In 2012, Seavus introduced Crystal Qube at the Mobile World Congress in Barcelona, Spain. In the same year, BestAppEver ranked Seavus' iOS games Yatzy Ultimate and Black Jack Ultimate third place for the best dice game and the best casino game, respectively.

In 2013, the company's gaming platform solution Seavus Guardians was presented at the 12th European iGaming Congress & Expo (EiG) 2013 in Barcelona.

In 2015, Seavus continued its growth on the Scandinavian market through the acquisition of OnTrax AB, a Stockholm-based IT consultancy. In January 2017, OnTrax AB became Seavus Stockholm AB.

In 2016, the Seavus Incubator launched iThink, an accelerator for startup companies. The first version of ScheduleReader was also launched in 2016.

In 2017, Seavus DOOEL was certified as a Cisco Select Certified Partner in Europe East.

In 2020, Seavus was acquired by ARICOMA Group, part of the KKCG holding group.

In 2021, Seavus became partners with Salesforce.

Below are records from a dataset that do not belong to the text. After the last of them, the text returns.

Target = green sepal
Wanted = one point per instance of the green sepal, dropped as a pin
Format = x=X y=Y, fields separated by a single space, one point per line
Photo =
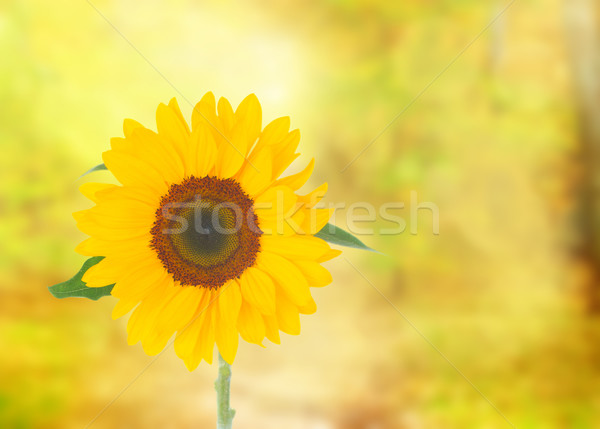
x=76 y=288
x=334 y=235
x=99 y=167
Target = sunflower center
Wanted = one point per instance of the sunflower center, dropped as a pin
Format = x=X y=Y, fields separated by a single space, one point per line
x=206 y=232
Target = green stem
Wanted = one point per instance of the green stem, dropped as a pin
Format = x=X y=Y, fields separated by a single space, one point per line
x=224 y=412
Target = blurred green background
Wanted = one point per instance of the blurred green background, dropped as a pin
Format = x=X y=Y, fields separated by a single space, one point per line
x=504 y=143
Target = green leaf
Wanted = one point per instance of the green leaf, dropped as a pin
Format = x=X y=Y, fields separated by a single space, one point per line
x=333 y=234
x=91 y=170
x=77 y=288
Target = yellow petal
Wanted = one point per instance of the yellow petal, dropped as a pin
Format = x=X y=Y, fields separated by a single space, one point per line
x=295 y=247
x=249 y=115
x=315 y=220
x=204 y=112
x=275 y=132
x=251 y=324
x=130 y=171
x=226 y=116
x=272 y=329
x=287 y=276
x=287 y=315
x=258 y=290
x=175 y=107
x=203 y=152
x=227 y=338
x=230 y=301
x=285 y=152
x=171 y=128
x=296 y=181
x=256 y=174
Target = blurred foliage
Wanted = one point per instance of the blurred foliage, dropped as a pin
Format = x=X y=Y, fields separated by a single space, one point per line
x=491 y=142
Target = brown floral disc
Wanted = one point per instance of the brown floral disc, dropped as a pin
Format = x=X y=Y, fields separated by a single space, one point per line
x=206 y=232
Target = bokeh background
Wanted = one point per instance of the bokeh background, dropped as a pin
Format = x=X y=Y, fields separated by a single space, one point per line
x=504 y=142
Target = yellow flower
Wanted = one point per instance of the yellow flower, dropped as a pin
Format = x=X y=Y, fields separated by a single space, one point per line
x=204 y=239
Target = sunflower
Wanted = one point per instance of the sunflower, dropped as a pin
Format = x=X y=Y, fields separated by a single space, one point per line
x=203 y=239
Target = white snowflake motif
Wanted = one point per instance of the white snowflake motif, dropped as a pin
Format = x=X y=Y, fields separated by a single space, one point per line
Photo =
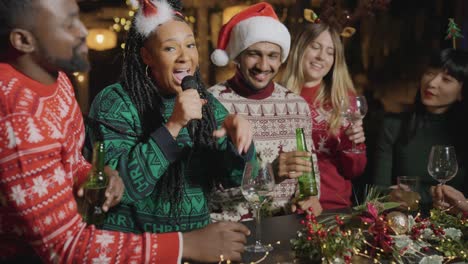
x=105 y=240
x=103 y=259
x=18 y=195
x=17 y=230
x=321 y=145
x=34 y=132
x=137 y=250
x=59 y=175
x=55 y=131
x=63 y=108
x=40 y=186
x=13 y=140
x=61 y=215
x=48 y=220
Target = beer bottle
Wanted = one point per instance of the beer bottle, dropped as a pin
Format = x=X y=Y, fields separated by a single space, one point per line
x=307 y=181
x=95 y=188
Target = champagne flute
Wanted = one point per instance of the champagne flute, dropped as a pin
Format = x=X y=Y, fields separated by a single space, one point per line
x=442 y=165
x=257 y=185
x=354 y=110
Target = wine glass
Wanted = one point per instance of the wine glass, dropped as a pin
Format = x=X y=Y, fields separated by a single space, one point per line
x=354 y=110
x=257 y=185
x=442 y=165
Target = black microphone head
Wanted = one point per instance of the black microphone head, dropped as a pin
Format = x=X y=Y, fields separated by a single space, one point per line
x=189 y=82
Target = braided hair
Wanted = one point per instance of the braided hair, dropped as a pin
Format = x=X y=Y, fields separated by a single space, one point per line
x=146 y=96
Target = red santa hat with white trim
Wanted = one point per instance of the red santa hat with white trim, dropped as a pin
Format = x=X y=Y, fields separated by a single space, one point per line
x=257 y=23
x=152 y=13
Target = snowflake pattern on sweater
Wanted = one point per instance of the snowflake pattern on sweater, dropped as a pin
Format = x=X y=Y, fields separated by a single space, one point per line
x=41 y=136
x=337 y=168
x=274 y=121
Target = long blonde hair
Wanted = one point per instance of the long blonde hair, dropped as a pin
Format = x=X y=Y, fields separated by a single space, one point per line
x=336 y=85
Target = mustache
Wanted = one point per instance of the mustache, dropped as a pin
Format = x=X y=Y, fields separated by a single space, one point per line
x=257 y=70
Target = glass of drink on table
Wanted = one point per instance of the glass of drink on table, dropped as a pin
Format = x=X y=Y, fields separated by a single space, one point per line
x=257 y=185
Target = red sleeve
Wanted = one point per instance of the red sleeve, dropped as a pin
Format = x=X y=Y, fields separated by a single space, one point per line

In June 2023, Seavus, Cleverlance, Komix Digital, Stratiteq, Clearcode, and Musala Soft merged to create Qinshift, a new entity with approximately 3,000 IT specialists. Simultaneously, the Seavus Education and Development Center (SEDC) was rebranded as Qinshift Academy.

=== Synami ===
Following the merger into Qinshift, the software products division of Seavus
was separated and continued operating independently under the name Synami,
a privately held company headquartered in St Venera, Malta, with operations
in North Macedonia.

Synami took over maintenance and development of the legacy Seavus software
products, including Seavus Project Viewer, ScheduleReader, iMindQ,
and ScheduleCleaner. In 2023, the company released PPM Core,
a cloud-based project portfolio management platform.

ScheduleReader, originally released by Seavus in 2016 under the name
PrimaveraReader, was rebranded in October 2018 following the addition of
support for schedule file formats beyond the native Oracle
Primavera P6 .xer format.

== Operations ==
Seavus had 15 operating offices located in 8 countries — Sweden, the United States, North Macedonia, Belarus, Switzerland, Serbia, Bosnia and Herzegovina, and Moldova — with a stated continuous growth strategy.

Seavus served a multinational client base and held partnerships with Microsoft, Oracle, Cisco, IBM, Atlassian, and Salesforce.

== Products and services ==
Seavus delivered software solutions across telecommunications (BSS/OSS), customer relationship management, enterprise banking and financial software, DWH and business intelligence, application lifecycle management (ALM), and managed services.

Software products originating from Seavus include:

- Seavus Project Viewer — A viewer for Microsoft Project .mpp files, first released in 2003. Now maintained by Synami.
- ScheduleReader — A viewer for Oracle Primavera P6 schedule files, first released in 2016. Now maintained by Synami.
- iMindQ — A mind mapping application, originally released as DropMind in 2009 and rebranded in 2014. Now maintained by Synami.